Fast forward some years, and his wife comes to visit him in prison. We learn that society has found a way to overcome the problems plaguing Earth, by sending pilgrims through a one-way time fracture 85 million years into Earth’s prehistoric past&#8212a place of environmental perfection and hope (sunshine and breathable air). The wife is a well-educated well-trained highly sought doctor. She informs her husband that she has been recruited to this prehistoric colony, Terra Nova, and that their first two children are allowed to go but that she can’t take the third child, since that would be “rewarding illegal behavior.” Obviously her husband is prohibited from going. She has already, however, hatched a plan to abscond with her husband and smuggle their daughter so they can live in the past as a family. Through a bit of hidden planning and a small portable plasma cutter, the father/husband escapes, is almost outed near the time-portal to the past, and as his family is going through the portal, he makes a break for the time gate and throws himself through, ensuring his permanent freedom and his family’s reunification.

They have no way of returning to the dystopia they have always known. And the government has no way of retrieving “stowaways.” Certainly they will face new challenges adjusting to their environment, dinosaurs, life in a small colony that survives with advanced technology, and a new micro-culture. But, the day they arrive into this new world, the wife asks her husband whether they have “made the right decision?”

I was floored. She successfully reunited her family, ensured that the terrible government that was oppressing their ability to freely choose how to create their family (three children) could no longer oppress them, and rescued her husband from a maximum security prison and a lifelong status as a convicted felon for actions that should hardly be considered crimes.
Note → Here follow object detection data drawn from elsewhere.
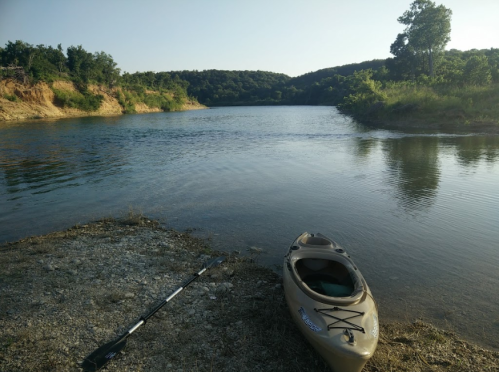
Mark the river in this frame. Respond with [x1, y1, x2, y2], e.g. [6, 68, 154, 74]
[0, 106, 499, 349]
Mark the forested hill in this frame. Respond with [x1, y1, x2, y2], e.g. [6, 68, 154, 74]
[169, 70, 290, 106]
[289, 59, 386, 88]
[169, 60, 385, 106]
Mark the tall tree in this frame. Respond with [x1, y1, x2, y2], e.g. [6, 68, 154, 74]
[398, 0, 452, 77]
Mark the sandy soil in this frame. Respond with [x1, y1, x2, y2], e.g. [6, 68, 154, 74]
[0, 80, 206, 121]
[0, 214, 499, 372]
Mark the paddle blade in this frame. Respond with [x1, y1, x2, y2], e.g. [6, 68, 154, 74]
[81, 337, 127, 372]
[203, 256, 225, 269]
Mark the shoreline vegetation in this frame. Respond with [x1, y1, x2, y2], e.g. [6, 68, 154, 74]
[0, 217, 499, 372]
[0, 36, 499, 134]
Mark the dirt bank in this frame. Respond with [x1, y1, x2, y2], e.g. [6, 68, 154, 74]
[0, 215, 499, 372]
[0, 80, 206, 121]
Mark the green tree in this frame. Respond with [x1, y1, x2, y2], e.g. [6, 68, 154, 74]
[397, 0, 452, 77]
[463, 56, 492, 85]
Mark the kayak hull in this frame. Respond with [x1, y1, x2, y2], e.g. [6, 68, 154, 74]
[283, 233, 379, 372]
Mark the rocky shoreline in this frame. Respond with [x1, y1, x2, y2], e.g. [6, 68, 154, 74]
[0, 215, 499, 372]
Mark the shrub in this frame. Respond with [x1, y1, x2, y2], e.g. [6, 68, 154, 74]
[52, 88, 104, 112]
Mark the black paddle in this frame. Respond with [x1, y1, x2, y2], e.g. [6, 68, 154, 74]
[81, 256, 225, 372]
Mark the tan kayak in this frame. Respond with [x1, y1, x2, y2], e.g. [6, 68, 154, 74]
[283, 232, 379, 372]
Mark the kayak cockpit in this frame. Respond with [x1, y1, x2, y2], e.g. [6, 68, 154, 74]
[296, 258, 355, 297]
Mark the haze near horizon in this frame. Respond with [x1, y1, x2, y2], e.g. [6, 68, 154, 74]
[0, 0, 499, 76]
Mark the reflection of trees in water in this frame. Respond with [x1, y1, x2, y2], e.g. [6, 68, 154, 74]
[0, 141, 123, 194]
[445, 136, 499, 166]
[354, 138, 379, 159]
[383, 137, 440, 210]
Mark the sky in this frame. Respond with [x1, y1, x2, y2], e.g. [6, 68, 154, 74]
[0, 0, 499, 76]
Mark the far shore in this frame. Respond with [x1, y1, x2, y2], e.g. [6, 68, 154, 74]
[0, 217, 499, 372]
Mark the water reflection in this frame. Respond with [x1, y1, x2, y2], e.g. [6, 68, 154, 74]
[383, 137, 440, 210]
[0, 124, 126, 199]
[443, 136, 499, 166]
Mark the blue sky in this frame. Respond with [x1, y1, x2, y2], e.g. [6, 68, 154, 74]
[0, 0, 499, 76]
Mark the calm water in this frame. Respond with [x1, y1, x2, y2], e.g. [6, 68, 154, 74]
[0, 107, 499, 348]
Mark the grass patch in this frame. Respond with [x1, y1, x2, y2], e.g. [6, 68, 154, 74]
[52, 88, 104, 112]
[3, 94, 19, 102]
[378, 84, 499, 125]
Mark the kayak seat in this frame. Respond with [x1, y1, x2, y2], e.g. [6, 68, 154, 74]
[296, 259, 355, 297]
[303, 274, 354, 297]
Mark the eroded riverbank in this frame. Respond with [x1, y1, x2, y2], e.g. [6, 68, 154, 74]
[0, 216, 499, 372]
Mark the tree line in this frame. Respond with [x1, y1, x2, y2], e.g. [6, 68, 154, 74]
[0, 0, 499, 123]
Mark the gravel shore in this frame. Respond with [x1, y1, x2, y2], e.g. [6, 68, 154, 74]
[0, 216, 499, 372]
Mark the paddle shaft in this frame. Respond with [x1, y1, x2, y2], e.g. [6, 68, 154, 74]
[127, 267, 208, 338]
[81, 257, 225, 372]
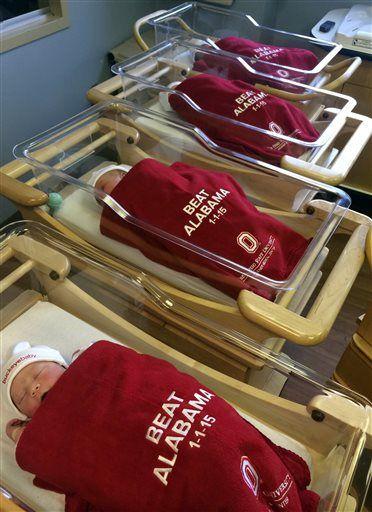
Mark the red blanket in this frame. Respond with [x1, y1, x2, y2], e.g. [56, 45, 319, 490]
[16, 341, 318, 512]
[100, 159, 308, 299]
[194, 37, 318, 90]
[169, 74, 319, 165]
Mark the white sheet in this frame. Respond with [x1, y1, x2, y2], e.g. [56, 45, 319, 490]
[54, 166, 235, 305]
[0, 302, 119, 512]
[0, 302, 312, 512]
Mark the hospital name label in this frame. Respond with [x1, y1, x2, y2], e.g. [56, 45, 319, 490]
[183, 188, 230, 236]
[234, 91, 267, 117]
[253, 46, 283, 60]
[146, 389, 216, 486]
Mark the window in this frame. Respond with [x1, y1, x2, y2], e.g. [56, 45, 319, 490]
[0, 0, 68, 52]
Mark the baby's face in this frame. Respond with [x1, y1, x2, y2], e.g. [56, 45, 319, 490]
[10, 361, 65, 418]
[95, 169, 124, 194]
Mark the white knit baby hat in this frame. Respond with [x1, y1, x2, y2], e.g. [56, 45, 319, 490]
[87, 164, 130, 187]
[1, 341, 68, 418]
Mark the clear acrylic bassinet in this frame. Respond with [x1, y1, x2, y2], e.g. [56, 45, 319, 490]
[10, 101, 350, 310]
[0, 221, 371, 512]
[143, 2, 361, 89]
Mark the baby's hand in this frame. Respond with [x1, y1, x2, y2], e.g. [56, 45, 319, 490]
[5, 418, 28, 443]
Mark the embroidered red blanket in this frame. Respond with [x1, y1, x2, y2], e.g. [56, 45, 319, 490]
[169, 73, 319, 165]
[194, 37, 318, 86]
[100, 159, 308, 299]
[16, 341, 318, 512]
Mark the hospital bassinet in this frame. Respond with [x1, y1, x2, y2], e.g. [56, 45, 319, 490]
[2, 102, 370, 372]
[134, 2, 362, 90]
[0, 222, 371, 512]
[88, 41, 372, 185]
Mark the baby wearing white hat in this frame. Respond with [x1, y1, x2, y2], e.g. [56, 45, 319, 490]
[88, 164, 130, 194]
[1, 342, 68, 442]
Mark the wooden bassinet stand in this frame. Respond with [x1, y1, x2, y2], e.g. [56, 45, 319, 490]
[0, 112, 371, 380]
[0, 227, 371, 512]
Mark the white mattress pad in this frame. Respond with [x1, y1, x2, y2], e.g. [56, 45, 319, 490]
[0, 302, 312, 512]
[54, 169, 235, 305]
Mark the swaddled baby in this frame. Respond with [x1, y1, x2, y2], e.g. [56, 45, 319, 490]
[169, 72, 319, 165]
[91, 158, 309, 300]
[2, 341, 319, 512]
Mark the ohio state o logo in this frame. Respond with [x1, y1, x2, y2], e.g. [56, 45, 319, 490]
[269, 121, 283, 134]
[277, 69, 289, 78]
[236, 231, 258, 254]
[240, 456, 259, 496]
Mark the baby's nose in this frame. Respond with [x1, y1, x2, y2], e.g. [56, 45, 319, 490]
[31, 384, 40, 397]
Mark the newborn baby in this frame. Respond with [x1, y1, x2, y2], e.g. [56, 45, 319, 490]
[90, 158, 309, 300]
[2, 341, 319, 512]
[2, 342, 67, 442]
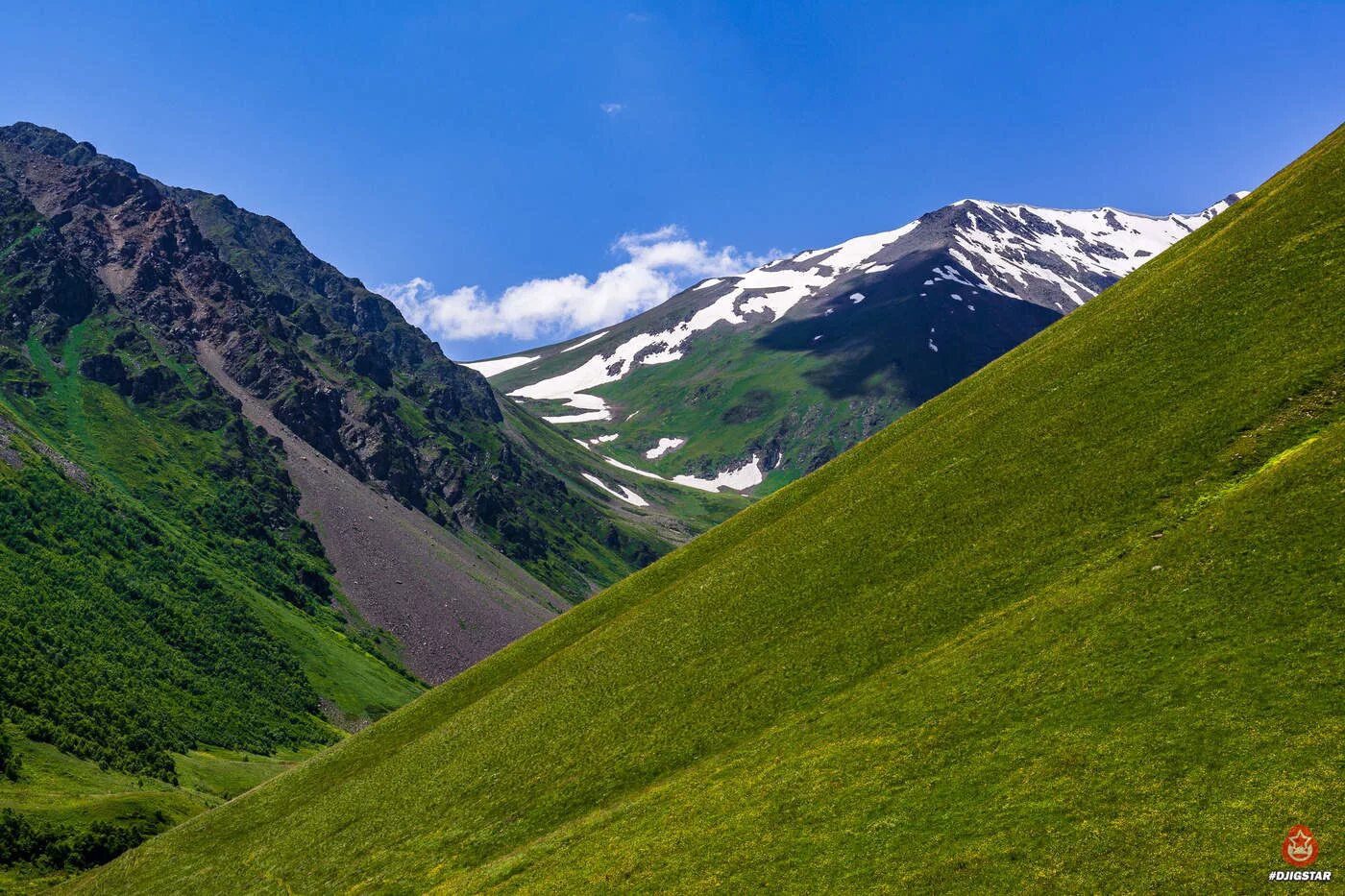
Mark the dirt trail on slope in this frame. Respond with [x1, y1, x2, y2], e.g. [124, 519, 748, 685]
[196, 343, 566, 685]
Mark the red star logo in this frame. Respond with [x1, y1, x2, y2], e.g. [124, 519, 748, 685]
[1279, 825, 1317, 868]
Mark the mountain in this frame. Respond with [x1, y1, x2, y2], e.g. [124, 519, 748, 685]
[71, 122, 1345, 896]
[481, 194, 1245, 496]
[0, 122, 743, 889]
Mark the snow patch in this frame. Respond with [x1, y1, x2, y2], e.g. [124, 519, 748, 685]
[672, 455, 766, 491]
[561, 329, 606, 352]
[645, 436, 686, 460]
[461, 355, 542, 379]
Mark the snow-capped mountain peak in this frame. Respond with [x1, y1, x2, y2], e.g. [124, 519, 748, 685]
[472, 194, 1245, 490]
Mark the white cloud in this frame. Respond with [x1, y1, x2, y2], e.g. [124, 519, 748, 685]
[376, 225, 773, 342]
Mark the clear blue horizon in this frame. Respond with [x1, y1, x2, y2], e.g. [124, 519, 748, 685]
[0, 1, 1345, 359]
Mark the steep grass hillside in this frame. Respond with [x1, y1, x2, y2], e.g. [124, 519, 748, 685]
[71, 128, 1345, 895]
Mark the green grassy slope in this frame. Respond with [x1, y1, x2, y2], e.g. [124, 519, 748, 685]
[0, 725, 315, 893]
[71, 128, 1345, 893]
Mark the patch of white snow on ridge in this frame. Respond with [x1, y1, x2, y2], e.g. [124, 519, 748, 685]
[951, 199, 1228, 305]
[542, 410, 612, 424]
[645, 436, 686, 460]
[510, 221, 920, 408]
[460, 355, 542, 379]
[672, 455, 766, 491]
[602, 455, 667, 482]
[584, 473, 649, 507]
[561, 329, 606, 352]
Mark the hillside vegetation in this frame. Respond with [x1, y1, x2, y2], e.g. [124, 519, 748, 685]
[71, 128, 1345, 895]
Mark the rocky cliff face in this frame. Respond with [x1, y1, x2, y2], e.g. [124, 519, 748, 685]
[0, 124, 667, 598]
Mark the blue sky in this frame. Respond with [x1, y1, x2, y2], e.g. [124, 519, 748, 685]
[0, 0, 1345, 359]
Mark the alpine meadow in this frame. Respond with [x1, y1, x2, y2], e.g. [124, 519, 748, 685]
[62, 120, 1345, 893]
[0, 0, 1345, 896]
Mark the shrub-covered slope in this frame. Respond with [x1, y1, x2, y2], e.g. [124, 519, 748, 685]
[74, 128, 1345, 893]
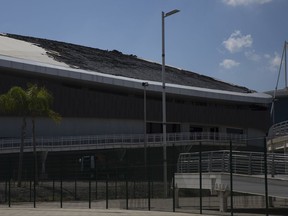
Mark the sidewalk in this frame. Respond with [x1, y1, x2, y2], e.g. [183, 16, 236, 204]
[0, 207, 212, 216]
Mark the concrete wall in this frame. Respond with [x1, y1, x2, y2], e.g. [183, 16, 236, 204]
[0, 117, 144, 137]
It is harder to know what the worst part of 22d century Earth was&#8212the environmental decline or the totalitarian centrally planned security state (I mean, even the people allowed to go through the time fracture were chosen by the government, so it’s evident the government was in maximum control). The former doomed civilization. The latter made the last days of civilization unbearable.

Of course they made the right decision! Clearly this decision is the plot device underpinning the TV show, and the tension caused by the decision to travel in time from the future to the past, and further tensions that will arise over the course of their lives are what will make the story interesting or not. Thus, it is possible the writers were intentionally explaining the crux of the story. But still, doing so directly made the tension too obvious, taking way sophistication the show could have displayed. And, using the vapid question, “Did we make the right decision?” made the show almost incredible.

Truly, they are not quite free, because they arrived into a micro-culture that is run as a top-down command-central tribe, but at least they could leave the gates if they wanted to. They remain in Terra Nova voluntarily, because that society offers them better benefits than slumming it with the dinosaurs, but at least the choice is meaningful, precisely because they can walk outside the gates and never return if they decide that is a better choice. Meanwhile, the family gets to be together. The children grow up with a father. And they are free from the clutches of the security state of the year 2149.

The question, “Did we make the right decision?” may have been more meaningful after a host of episodes in which they suffer and repel constant attacks, deal with disease, plague, and misfortune (I haven’t watched beyond episode 2, so I do not yet know what befalls them). At least at that point, one could understand the question as much as one could identify with the murmuring of the Israelites to return to the Egypt they had known out of fear for the wilds of the desert. When you are beset by the vagaries and tragedies of the wilderness, the temptation to trade its liberty for security becomes a more palpable tension.

But to ask the question so soon after a heroic, exhilarating exodus was not just bad writing, it inexcusably glossed over how terrible the future civilization was. Maybe that’s because we’ve all gotten so used to an increasing number of controls that the show’s writers didn’t even think twice about the absurdity of the comparison.